Scoring and Evaluation
Decision Fusion:
Because each task scheduled in our queue is small in spatial extent, an important stage in our connectome proofreading process is performing a task agreement step. Though our choice to make atomic, standalone tasks enabled high-throughput coverage of very large volumes in 3D space, it introduced two new challenges: fusion across multiple individual annotators for the same spatial extents, and fusion across multiple adjacent spatial extents (Figure 6). We combined multiple non-experts to approximate expert-level annotation quality (which needs to be validated empirically for a given annotator population, especially on difficult, less common morphologies). All adjacent annotation task volumes were designed to overlap by a sufficient margin to enable fusion across volume boundaries.
Fig. 6.
Fused novice Skeleton “graph” annotations with 3D meshed segmentation, illustrating the product of our visualizations with various overlays and also some of our visualization tools.
Evaluation Workflows:
To further explain our workflows, we briefly describe our synapse and neuron scoring processes.
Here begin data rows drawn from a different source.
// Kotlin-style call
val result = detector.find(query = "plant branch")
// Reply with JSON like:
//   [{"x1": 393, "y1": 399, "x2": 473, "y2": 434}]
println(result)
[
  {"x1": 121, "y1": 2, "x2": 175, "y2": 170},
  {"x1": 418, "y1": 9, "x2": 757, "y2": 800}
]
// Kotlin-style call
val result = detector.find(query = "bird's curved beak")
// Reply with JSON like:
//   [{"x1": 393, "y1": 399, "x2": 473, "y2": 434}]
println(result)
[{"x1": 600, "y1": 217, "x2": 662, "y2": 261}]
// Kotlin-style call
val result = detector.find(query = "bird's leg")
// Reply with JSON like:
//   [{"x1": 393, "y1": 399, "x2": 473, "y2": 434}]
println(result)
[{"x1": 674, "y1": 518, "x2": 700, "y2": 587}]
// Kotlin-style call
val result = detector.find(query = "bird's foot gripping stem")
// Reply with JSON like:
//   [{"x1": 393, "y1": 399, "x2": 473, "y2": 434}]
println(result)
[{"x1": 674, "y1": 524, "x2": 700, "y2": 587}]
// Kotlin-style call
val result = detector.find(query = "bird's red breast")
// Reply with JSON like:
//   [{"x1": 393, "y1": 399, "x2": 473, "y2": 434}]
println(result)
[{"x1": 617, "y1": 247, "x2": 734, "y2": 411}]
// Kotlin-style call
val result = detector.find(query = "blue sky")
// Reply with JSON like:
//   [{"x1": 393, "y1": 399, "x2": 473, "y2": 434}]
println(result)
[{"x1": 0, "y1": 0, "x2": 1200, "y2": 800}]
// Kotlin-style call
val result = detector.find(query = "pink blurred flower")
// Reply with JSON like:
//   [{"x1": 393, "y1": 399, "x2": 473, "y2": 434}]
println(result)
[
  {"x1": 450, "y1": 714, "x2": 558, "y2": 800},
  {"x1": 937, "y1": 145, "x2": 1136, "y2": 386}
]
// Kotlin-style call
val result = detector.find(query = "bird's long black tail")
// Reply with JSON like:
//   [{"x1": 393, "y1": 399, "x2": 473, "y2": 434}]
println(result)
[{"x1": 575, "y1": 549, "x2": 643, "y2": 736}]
In both cases, data-science and visualization-based validation (e.g., [25], [30]) were performed to help ensure an accurate evaluation (Figure 7). These can include larger-scale graph-based analyses, as well as sampling large processes for visualization and qualitative assessment to put our atomic tasks into context and provide quality assurance.
Fig. 7.
Overall CONFIRMS ecosystem connecting our proofreading and analysis tools into an evaluation workflow to assess connectome quality for downstream inference, based on an unseen (or “black box”) processing pipeline.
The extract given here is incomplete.